There’s quite a lot that’s troubling about the dismissal of Leonora Rustamova for what sounds like inspired and committed teaching of hard-to-reach pupils.
One point of quite wide practical interest is in Ms Rustamova’s claim that when she was suspended, she was banned by her employer from speaking to anyone from the school or its community (see the Guardian interview of her here).

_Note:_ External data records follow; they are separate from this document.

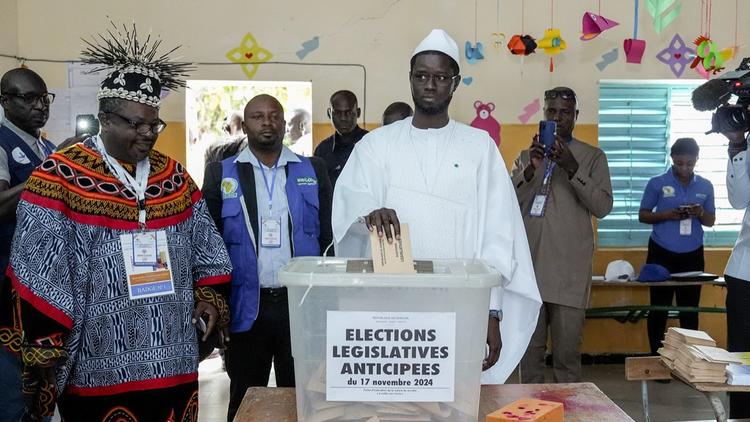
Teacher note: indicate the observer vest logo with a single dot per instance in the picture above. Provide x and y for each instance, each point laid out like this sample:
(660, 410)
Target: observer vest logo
(229, 187)
(307, 181)
(19, 156)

Can employers lawfully do this?
It’s not at all clear that they can. Your right to respect for your private and family life under article 8 of the European Convention on Human Rights includes a right to associate freely with your friends; and freedom of expression (which includes the freedom to ‘receive and impart information and ideas’) is guaranteed by article 10. These aren’t unqualified rights – but neither can your employer set them aside just because it feels like it. If your employer suspends you and bans you, temporarily, from talking to the specific people it wants to interview in the course of its investigation of your suspected misconduct, that’s probably lawful. But a purported ban on talking to any colleagues or anyone connected with the employer for an indefinite period is likely to be seen as an excessive interference with your rights to respect for your private and family life and freedom of expression. The wider the ban, the more likely it is to be unlawful.
What you actually do about this is another matter. If you defy a ban placed on you during suspension, you may well attract further disciplinary proceedings for that – which could result in dismissal even if the original investigation clears you. If your main aim is to preserve your job, being theoretically within your rights will be fairly cold comfort.
But if you do find yourself accused of breaching the terms of your suspension, it may be worth arguing before the employment tribunal that the ban was unlawful and therefore not something you could be fairly disciplined for.